Johann Jakob Schudt (January 14, 1664 - February 14, 1722) was a German polyhistor and Orientalist.

==Life==
Schudt was born and died in Frankfurt am Main. He studied theology at Wittenberg, and went to Hamburg in 1684 to study Orientalia under Ezra Edzardi. He then settled in his native city as teacher in the gymnasium in which he had been educated, and of which he became rector in 1717.

==Works==

He devoted himself especially to Jewish history and antiquities, beginning with the publication of a Compendium Historiæ Judaieæ (1700). His greatest work was his Jüdische Merckwürdigkeiten, of which three parts appeared in 1714, and a supplementary part in 1717.

Up to that time he had been on friendly terms with the Jews of Frankfurt, writing a preface to Grünhut's edition of David Ḳimḥi's Commentary on the Psalms, 1712, while in 1716 he published the Purim play of the Frankfurt and Prague Jews with a High German translation. He had, however, previously published Judæus Christicida, attempting to prove that Jews deserved corporal as well as spiritual punishment for the crucifixion.

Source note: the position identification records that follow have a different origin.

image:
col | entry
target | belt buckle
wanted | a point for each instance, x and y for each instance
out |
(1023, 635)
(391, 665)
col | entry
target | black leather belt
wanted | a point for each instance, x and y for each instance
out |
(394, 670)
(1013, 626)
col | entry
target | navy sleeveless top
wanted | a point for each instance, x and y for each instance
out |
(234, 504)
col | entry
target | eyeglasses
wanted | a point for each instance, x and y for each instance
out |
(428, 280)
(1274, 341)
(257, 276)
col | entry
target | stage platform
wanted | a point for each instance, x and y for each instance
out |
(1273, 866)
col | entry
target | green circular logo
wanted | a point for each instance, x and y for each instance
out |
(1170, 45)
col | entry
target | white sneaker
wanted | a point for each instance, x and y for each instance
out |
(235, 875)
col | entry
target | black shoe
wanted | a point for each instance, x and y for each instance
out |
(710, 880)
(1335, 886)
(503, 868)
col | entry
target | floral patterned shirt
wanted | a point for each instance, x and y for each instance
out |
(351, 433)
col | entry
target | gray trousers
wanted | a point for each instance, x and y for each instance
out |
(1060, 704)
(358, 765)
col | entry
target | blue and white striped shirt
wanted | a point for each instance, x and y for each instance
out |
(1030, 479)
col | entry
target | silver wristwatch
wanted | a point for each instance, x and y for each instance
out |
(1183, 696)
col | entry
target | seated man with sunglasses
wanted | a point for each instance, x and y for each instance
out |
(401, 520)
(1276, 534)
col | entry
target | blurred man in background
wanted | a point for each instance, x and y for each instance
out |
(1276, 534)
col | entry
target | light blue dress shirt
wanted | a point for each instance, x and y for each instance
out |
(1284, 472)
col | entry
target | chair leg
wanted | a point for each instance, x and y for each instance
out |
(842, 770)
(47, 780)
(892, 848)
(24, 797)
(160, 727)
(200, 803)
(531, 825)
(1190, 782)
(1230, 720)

His "Jüdische Merckwürdigkeiten" is full of prejudice, and repeats many of the fables and ridiculous items published by Johann Andreas Eisenmenger; but it contains also details of contemporary Jewish life, a source for the history of the Jews, particularly those of Frankfurt.

Schudt also contributed to Ugolini's "Thesaurus" (vol. xxxii.) a dissertation on the singers of the Temple.